31 July 2009

Night owl

I'm a night person. Not, mind you, a night person who is PRODUCTIVE at night. Just a person who likes late nights versus early mornings. I can always find a book to read, email to answer, eBay items to peruse, The Gap shopping to do, an unhealthy snack to have, CNN headlines to browse, Facebook posts to respond to......

I should be asleep, getting ready for the next day to come. Instead, I will blearily crawl out of bed tomorrow, silently (ok, loudly) cursing my inability to have the self-control to get to bed at a decent hour, and attempt to start my day. Please PLEASE PLEASE let it be a day when nobody wants to converse with me within 60 minutes of my awakening. I hate to start the day with wailing and gnashing of teeth.

29 July 2009

"The Reader"

Soooooooooo. Watched "The Reader" with Kate Winslet yesterday.......I am alarmed that I can't pin down my emotions about the whole experience. They ran the gamut --- sympathy for the sick child (and I do mean CHILD), horror at the immediate explosion into a sexual relationship with said child, disgust with Hannah, sadness for Hannah, empathy for Hannah, repulsed by Hannah, sympathy for Michael, admiration for Michael. Do you sense a pattern. I really was so torn. I mean it. I was tremendously sad for Hannah and her ignorance --- and the illiteracy that played such a huge part in her choices in life and death. But I was also completely appalled that a fellow member of the human race could participate in the vile acts she recounted.
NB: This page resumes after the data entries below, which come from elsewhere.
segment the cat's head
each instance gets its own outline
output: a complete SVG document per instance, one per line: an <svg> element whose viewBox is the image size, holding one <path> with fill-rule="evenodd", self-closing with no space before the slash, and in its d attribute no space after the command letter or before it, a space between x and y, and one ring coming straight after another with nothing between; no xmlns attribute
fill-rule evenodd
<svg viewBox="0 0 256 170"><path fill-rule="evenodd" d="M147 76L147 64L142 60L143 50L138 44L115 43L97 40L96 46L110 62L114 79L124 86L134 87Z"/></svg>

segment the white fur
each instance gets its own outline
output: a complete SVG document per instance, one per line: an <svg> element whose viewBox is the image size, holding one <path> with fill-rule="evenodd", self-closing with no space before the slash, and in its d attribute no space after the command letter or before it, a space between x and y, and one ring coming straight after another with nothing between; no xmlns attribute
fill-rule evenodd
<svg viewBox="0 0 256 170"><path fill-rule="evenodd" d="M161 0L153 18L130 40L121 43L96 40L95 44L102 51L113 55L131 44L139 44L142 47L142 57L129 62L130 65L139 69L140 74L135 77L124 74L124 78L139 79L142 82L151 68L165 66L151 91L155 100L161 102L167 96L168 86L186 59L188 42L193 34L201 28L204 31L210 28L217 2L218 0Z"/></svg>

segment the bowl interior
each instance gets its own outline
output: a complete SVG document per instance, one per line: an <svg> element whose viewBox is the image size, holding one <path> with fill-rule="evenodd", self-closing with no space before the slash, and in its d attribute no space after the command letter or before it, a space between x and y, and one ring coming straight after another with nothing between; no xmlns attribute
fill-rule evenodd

Yes, it is a movie. But it could be fact. Certainly there were many, MANY German citizens who worked in the camps and participated in all manners of atrocity. And there were those who just 'did their job' and may not have been as clued in to the master plan they were part of. Most of them went on with their lives and raised families........

Anyway. The Holocaust is haunting on so very many levels. And this movie introduced a new component to my feelings about it all.

It was excellent and I highly recommend it. But be prepared for your emotions to be challenged and to feel unsure, for a time, how you really feel about it all. Complicated to be sure.